Australian rules footballer, born 1983

Daniel Gilmore (born 2 March 1983) is a former Australian rules footballer for the Fremantle Dockers in the Australian Football League.

After playing nine games in 2004, he had a frustrating 2005, only playing two games and appearing emergency nine times. After playing mainly as a defender or wingman, in 2006 he was tried as a reserve ruckman due to injuries to regular ruckmen Aaron Sandilands and Justin Longmuir. At 91 kg and 191 cm tall he is much shorter than most other ruckmen and has to rely on his leap, speed and endurance to compete.

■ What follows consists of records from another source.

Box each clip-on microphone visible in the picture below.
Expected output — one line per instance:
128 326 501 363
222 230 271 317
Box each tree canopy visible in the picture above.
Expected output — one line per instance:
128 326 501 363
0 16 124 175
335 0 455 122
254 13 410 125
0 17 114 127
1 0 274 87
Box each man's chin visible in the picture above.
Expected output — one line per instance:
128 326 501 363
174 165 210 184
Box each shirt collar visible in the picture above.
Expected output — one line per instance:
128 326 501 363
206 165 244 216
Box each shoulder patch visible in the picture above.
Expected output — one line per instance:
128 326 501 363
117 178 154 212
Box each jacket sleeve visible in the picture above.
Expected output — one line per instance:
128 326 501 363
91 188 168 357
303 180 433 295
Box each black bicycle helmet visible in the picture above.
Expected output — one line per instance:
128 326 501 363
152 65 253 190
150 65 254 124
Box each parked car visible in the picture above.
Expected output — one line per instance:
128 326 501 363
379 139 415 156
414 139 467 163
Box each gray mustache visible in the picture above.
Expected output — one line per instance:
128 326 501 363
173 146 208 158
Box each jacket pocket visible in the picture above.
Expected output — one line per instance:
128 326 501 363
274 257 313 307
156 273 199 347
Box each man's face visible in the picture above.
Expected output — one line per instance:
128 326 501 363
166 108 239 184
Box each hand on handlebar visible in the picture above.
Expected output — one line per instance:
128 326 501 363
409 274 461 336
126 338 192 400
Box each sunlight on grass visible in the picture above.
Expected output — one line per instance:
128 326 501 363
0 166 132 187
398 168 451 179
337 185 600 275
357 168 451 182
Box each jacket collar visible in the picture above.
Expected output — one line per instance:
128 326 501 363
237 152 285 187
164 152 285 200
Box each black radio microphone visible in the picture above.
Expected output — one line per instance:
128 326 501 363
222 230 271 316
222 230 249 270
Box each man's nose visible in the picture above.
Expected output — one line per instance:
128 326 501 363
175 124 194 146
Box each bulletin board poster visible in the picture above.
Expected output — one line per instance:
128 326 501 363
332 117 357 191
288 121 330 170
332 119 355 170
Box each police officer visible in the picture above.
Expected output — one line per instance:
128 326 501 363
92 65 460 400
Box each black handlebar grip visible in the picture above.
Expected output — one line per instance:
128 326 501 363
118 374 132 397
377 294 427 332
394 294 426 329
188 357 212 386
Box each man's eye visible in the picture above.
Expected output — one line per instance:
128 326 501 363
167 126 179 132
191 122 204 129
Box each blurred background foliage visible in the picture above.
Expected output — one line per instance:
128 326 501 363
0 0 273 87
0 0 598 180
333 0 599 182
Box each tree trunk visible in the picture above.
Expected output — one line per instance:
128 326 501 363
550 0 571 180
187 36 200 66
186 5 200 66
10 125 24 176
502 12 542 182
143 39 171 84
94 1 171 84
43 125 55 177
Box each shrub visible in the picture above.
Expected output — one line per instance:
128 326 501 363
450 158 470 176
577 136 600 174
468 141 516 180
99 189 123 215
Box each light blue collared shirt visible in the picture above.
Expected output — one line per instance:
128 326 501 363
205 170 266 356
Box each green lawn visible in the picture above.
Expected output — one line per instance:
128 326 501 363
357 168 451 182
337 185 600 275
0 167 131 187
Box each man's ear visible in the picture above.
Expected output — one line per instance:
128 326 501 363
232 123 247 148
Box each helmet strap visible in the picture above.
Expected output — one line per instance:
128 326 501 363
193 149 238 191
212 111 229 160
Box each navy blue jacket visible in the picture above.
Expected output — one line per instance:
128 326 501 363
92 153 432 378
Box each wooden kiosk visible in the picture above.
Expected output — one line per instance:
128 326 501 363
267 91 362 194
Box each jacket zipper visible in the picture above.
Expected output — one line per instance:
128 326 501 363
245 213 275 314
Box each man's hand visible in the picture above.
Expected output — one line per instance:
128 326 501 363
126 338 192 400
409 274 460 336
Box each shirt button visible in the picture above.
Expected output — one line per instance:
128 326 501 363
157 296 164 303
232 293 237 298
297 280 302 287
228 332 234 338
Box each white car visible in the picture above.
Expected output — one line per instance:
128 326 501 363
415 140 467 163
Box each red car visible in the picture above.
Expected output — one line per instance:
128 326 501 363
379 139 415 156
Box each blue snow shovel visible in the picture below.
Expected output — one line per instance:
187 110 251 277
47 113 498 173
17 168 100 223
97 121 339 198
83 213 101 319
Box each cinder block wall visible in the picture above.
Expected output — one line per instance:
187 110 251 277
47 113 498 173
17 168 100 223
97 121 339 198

In 2007, he continued to play as a ruckman because of long term injuries to Longmuir and Sandilands, and towards the end of the season produced some of his best football, gaining more than 20 disposals in 4 consecutive games, including a career high 31 against Essendon in round 19.

When not playing for Fremantle, Gilmore played for South Fremantle in the WAFL and in 2005 was a member of their premiership side and finished in the top 10 for the Sandover Medal. At the end of the 2009 season Gilmore was delisted from Fremantle and retired from all football to concentrate on becoming a chiropractor after winning his second WAFL premiership with South Fremantle.

Gilmore was the head coach of the Sydney University Australian National Football Club (SUANFC) in the North East Australian Football League (NEAFL) between 2013 and 2016.

He is the grandson of Brian Gilmore, a member of Footscray's 1954 premiership team.